Lo mismo defienden lo maestros queseros. «El cuajo de hierba influye tanto en el color como en el sabor. Si te pasas o te quedas corto, puede que des con un producto que no es Torta del Casar», afirma José Antonio Hinojal, que trabaja en una fábrica que produce 400.000 kilos de queso al año. «Lo que utilizamos son las flores secas y picadas del cardo Cynara, que se maceran en agua durante 15 horas y la infusión resultante, una vez filtrada con un paño, se añade a la leche caliente. Nosotros pedimos unos 500 kilos de cardo molido anualmente y en cada cuba de 1.000 litros de leche, añadimos unos 500 gramos de cuajo», detalla José Antonio.

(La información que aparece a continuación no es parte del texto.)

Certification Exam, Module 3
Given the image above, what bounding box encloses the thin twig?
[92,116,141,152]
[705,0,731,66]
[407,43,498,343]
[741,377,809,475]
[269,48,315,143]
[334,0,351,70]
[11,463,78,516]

Él lo sabe todo sobre la elaboración de la Torta y es consciente de la importancia que tiene el cardo en este producto desde sus inicios. «Cuenta la leyenda que un pastor, tras ordeñar sus ovejas y beber leche de un cuenco, se recostó a la sombra de un árbol y se durmió. Cuando se despertó, fue a coger el cuenco y descubrió que algunas flores habían caído en su interior, y que lo que había dentro, ya no era líquido, sino que se había formado una pasta. La probó y le pareció exquisita», explica Hinojal para referirse al nacimiento de la Torta del Casar, un queso cremoso, ligeramente ácido, picante e incluso amargo, con un interior entre blanco y amarillo que es para muchos un manjar lleno de secretos.